# Best Hooks



## Indigo Flats (Jul 6, 2005)

What is the best style hooks (circle, kahle, regular) and size for big cats?


----------



## shadslinger (Aug 21, 2005)

circle


----------



## TXPalerider (May 21, 2004)

I use Eagle Claw 5/0 circles on all my jugs. Circles provide a much higher hook up ratio, due to the passive set and you have no gut hooks. All hooked in the mouth.


----------



## capn (Aug 11, 2005)

5/0 circles for eaters, go with bigger when fishing for trophies. Wider gap in the circle makes it easier to put a big chunk of bait on there (or a big live bait) and gives more bite into a bigger jaw, plus less likely to straighten out.


----------



## tiedown (Oct 12, 2005)

We use eagle claw stanless 8-0, to 9-0 hooks, when setting drop lines, for yellows, we like perch, carp, and mud cats, from 5 inches to 8 inches long. Have used circle hooks before, and they seemed to work good also. One thing with circle hooks, when hes hooked, he is hooked good most of the time.


----------



## TXPalerider (May 21, 2004)

Would agree, bigger is better when trophy fishing or using reall big live baits. However, have caught fish from 12" to 40+ lbs. on 5/0.


----------



## Indigo Flats (Jul 6, 2005)

It appears that circle is the way to go. No one uses kahle hooks?


----------



## albertking (Nov 2, 2005)

kahle hooks are good also ... i use some for r&r ... only reason i don't use them for set lines is cuz they ain't availabvle in large stainless steel


----------



## TXPalerider (May 21, 2004)

Kahle hooks are great for rod and reel. However, #1 they are designed to be set with a rod, and #2 on jugs or trotlines they tend to get swallowed and gut-hook a lot of fish. Gut hooking is a pain and makes it impossible to CPR big fish (if that's your deal). Circle hooks are designed for passive (do nothing) hook-set and don't gut hook fish. They are always hooked in the mouth and very seldom come off once hooked.


----------



## capn (Aug 11, 2005)

Also on Kahle hooks, I've seen several get straightened out on big fish. Both rod and reel (heavy tackle redfish) and mostly on jugs. I haven't found any that have thick enough wire to avoid this, and it seems like their shape and bend lends itself to opening up.

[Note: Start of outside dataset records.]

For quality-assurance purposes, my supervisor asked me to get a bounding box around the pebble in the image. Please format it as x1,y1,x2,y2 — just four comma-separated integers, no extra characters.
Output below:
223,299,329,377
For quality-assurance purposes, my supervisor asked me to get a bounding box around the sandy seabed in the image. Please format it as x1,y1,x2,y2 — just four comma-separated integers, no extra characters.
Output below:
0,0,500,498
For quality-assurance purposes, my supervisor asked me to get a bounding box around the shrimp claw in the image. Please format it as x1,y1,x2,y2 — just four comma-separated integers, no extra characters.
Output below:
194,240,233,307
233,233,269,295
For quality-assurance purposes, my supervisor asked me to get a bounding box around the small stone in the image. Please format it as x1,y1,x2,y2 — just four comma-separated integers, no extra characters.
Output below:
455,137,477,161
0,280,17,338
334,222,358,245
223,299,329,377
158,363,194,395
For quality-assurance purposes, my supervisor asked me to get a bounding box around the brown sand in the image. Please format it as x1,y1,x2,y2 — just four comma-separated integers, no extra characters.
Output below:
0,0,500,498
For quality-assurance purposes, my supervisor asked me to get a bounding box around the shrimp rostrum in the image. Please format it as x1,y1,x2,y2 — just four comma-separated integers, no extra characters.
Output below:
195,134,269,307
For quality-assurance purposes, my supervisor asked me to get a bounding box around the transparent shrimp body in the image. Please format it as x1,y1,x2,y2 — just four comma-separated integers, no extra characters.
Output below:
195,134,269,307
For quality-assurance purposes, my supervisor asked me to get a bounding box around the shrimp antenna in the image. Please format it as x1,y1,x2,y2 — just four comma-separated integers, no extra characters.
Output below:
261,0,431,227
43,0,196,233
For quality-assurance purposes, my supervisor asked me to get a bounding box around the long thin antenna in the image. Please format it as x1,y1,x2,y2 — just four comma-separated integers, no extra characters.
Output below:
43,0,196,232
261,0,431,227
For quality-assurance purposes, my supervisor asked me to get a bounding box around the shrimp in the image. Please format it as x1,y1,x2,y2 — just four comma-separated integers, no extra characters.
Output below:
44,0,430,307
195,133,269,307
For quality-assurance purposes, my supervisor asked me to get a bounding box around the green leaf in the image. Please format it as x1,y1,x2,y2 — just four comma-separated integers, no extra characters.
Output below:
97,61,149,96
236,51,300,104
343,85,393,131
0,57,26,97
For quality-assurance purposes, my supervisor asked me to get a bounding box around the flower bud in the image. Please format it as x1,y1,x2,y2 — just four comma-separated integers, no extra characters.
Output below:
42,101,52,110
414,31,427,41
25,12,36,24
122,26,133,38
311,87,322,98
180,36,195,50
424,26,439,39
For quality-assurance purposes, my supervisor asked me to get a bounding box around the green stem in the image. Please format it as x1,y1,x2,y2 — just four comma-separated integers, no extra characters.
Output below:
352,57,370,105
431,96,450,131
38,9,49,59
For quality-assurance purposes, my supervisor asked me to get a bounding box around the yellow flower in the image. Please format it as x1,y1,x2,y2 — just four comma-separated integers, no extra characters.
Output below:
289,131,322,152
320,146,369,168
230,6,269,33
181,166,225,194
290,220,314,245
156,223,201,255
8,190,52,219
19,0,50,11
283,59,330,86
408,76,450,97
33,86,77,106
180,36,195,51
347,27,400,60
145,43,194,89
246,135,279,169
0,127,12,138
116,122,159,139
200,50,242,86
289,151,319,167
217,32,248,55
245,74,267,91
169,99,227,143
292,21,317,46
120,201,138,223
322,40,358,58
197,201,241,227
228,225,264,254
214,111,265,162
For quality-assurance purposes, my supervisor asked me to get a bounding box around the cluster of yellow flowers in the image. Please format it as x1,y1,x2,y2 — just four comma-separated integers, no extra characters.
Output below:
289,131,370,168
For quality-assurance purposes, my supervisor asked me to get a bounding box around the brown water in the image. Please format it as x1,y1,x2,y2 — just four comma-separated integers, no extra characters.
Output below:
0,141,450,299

I've seen 40 pounders caught on 5/0's too, but I've also seen them pull out when a big fish spun and also seen them start to straighten. I have a good mix in my leaders. About half are 5/0 heavy wire circles, the other half are a really wide gapped 7/0-8/0 for bigger baits. I have som 10/0's that I use occaisionally.


----------



## bueyescowboy (Apr 10, 2005)

Now see I am going to have to get around some of you professional cat hunters because I just use hooks...maybe circle...maybe Kahle...maybe worm hook....this weekend kinda went what hook i could get my hand on went on the line. And to top it all off the line broke after I got it all set up. So now I have to go Hook each end of the line....


----------



## Flatcat (Nov 22, 2005)

I like the Eagle Claw 4/0 Wide Bend for cut bait for blues.Have caught 30 lb. blues on them.I stick w/ Gamakatsu 8/0(4x)circles for flatheads because they'll accomadate a nice sized bream.You can buy them in bulk at CatfishConnectioncom.My dad used the kahle for years with alot pulled straight in the Pee Dee River.


----------



## Bob (May 21, 2004)

I use Eagle Claw Khale hooks all the time. On my smaller rod/reels I have had a 4/0 bend a little on a 21 pound flathead. I use 7/0 now and have never had a problem(320 penn gti, tiger rods, 60 lb. line). I even landed my biggest flathead(62 pounds) this year and the hook did fine. I have some of the king claws in 10/0 but have only used them once when I had about an 11 inch bream to use for bait. 
I don't limbline or trotline anymore but when I did I used eagle claw circle hooks from 13/0-16/0. They worked well with some huge baits.


----------



## Indigo Flats (Jul 6, 2005)

I have found a different style of hook that appears to have all the advantages of the Kahle but is stronger. It is the Matsuo Sickle hook. Instead of having gentle bends in the hook it is bent at angles that increase the strength. I have it in the 7/0 Sickle Octopus style. It is off set and red in color. Can't wait to try them.


----------



## Joelybob (Aug 21, 2006)

My two cents, Circle hooks are the way to go. Especially lazer sharps by eagle claw.


----------



## greyloon (Sep 30, 2006)

For my drift fishing, I like Kahles, usually in 5/0 or 6/0. I've had no problems with them. However, I usually also run one float line, sometimes two. On those, I use 7/0 Gamatsu Octupus Circles as I'm using big baits. Circle work well, but Kahles do a good job and I can buy 50 Kahles for the price of two small packs of Gamatsu's.


----------